Thirdly, in the words of Mr. Costner, if you build it, they will come. The sale contained some really rare coins (issues like 1863-1865 half eagles, 1861-D gold dollars and half eagles, Civil War date eagles plus an 1873 and 1876 eagle). Avid collectors know how rare these coins are and either they or their advisers found them. Many of these rarities sold to phone bidders and, in the case of at least a few bidders, they were sold sight unseen.

Which leads me to the next point. Rumsey was smart enough to know that they weren't coin experts. So they got some good advice. Smart move: they sent most of the coins to PCGS so this gave bidders confidence. Smarter move: they advertised the sale in Coin World and gave out catalogs at the Long Beach show. Smartest move: they got at least one bidder to look at all the coins before the sale and give them bids on nearly all the lots. I feared that $10,000 coins would open at $2,000 and we'd sit through interminable slogs waiting for them to hit their true value. This didn't happen. Three weeks ago I attended a coin auction put on by a firm that has 30+ years of experience and it was so maddeningly slow that I left early in fear that I was going to have an anxiety attack. The Rumsey sale was smoothly run and almost hitch-free.

Another point: the fight against coin doctoring must not be going all that well because I saw people paying pretty confident prices for coins that needed "help." As an example, there was a cleaned 1861-D half eagle (Lot 661) that seemed to me to not only be a "no grade" but to be one that would have to be extensively resurfaced to ever get in a holder. It had the detail of an AU55 but I thought it was a risky purchase at much more than $20,000. It sold for $40,250. The person who bought this coin--and he is a smart, veteran dealer--obviously thinks this coin can be fixed, it can wind up in an AU55 or AU58 holder and it can be sold for more than $50,000. Caveat emptor....

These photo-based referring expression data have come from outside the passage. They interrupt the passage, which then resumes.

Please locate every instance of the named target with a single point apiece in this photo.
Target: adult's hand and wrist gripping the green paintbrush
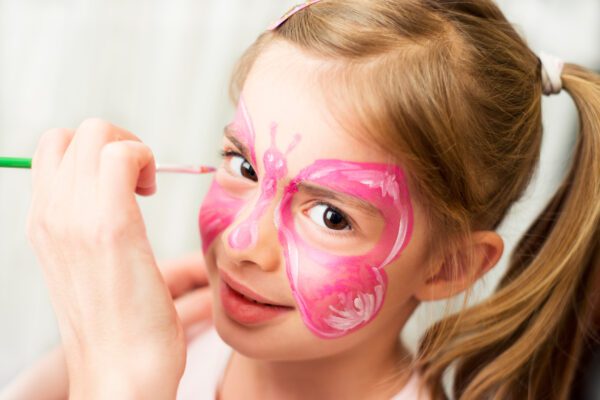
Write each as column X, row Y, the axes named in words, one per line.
column 119, row 328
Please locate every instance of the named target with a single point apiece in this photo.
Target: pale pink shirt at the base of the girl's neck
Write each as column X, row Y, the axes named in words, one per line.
column 207, row 358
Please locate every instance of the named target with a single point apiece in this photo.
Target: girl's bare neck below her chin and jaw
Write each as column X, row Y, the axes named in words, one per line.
column 375, row 370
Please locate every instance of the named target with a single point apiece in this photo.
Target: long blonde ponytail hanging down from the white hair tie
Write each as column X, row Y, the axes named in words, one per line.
column 526, row 340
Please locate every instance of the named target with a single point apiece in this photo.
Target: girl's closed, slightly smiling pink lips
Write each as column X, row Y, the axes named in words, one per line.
column 244, row 309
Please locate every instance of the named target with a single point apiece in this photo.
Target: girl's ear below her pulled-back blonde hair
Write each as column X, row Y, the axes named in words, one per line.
column 454, row 274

Yet another point: this was a fresh deal and the market is STARVED for fresh coins. Note that I didn't say it was a nice fresh deal. I thought around 10% of the coins were really nice and another 20-30% were kind of nice. But many of the coins were downright ratty. These didn't seem to matter to buyers. Nor did the fact that many of the not-very-nice coins were hard to sell as is and would become even harder to sell when they were scrubbed (or re-scrubbed) and upgraded.

A few highlights and my comments:

Gold Dollars: The 1855-D in PCGS VF35 sold for $12,650. It was a decent coin but nothing great. I guess this means that "basal value" for any example of this date in a holder is now in the low five figures. The nice AU53 1861-D gold dollar sold for $51,750 to a phone bidder who, I'm told, never even saw the coin. It's an AU55 and you paid an awful lot for it...

Quarter Eagles: The 1842 in PCGS 45 was estimated at $750-1000. It sold for $5,175. If only it was even remotely attractive. The very nice 1848 CAL in PCGS 55 sold for $63,250. I liked the 1849-C in PCGS 55 (I graded it a solid 58) but someone liked it better and it brought a solid $12,650.

Half Eagles: The only early half eagle I liked was the 1814/3 in AU58 but I was not willing to grade it MS62 like the successful bidder did at $25,300. The C+D half eagles were decent and I bought the coins I liked the best; sometimes at considerably less than my maximum bid. The Civil War coins were pretty schlocky but they brought strong prices anyway; the 1862 in AU55 was bid up to $12,650.

Eagles: Uggghhh...did I get blown away. I thought there were some pretty nice coins in this part of the sale. So did everyone else. The great AU55 1852-O? It sold for $18,400 (!) The undergraded 1865-S Normal Date in EF45? (I thought it was an AU53). It brought $24,150. The lovely EF45 1870-CC that I graded AU53? How about $97,750? Many, many price records were set.

Double Eagles: It was back to reality as prices for this denomination were strong but not insane like the Eagles. The nice 1856-O in EF45 sold for $276,000 which seemed like the "right" number. The 1861-S Paquet in VF35 sold for $51,750 while the 1866-S No Motto in AU55 went very strong at $83,275. There were some very pleasing CC double eagles in the sale and they all brought strong prices.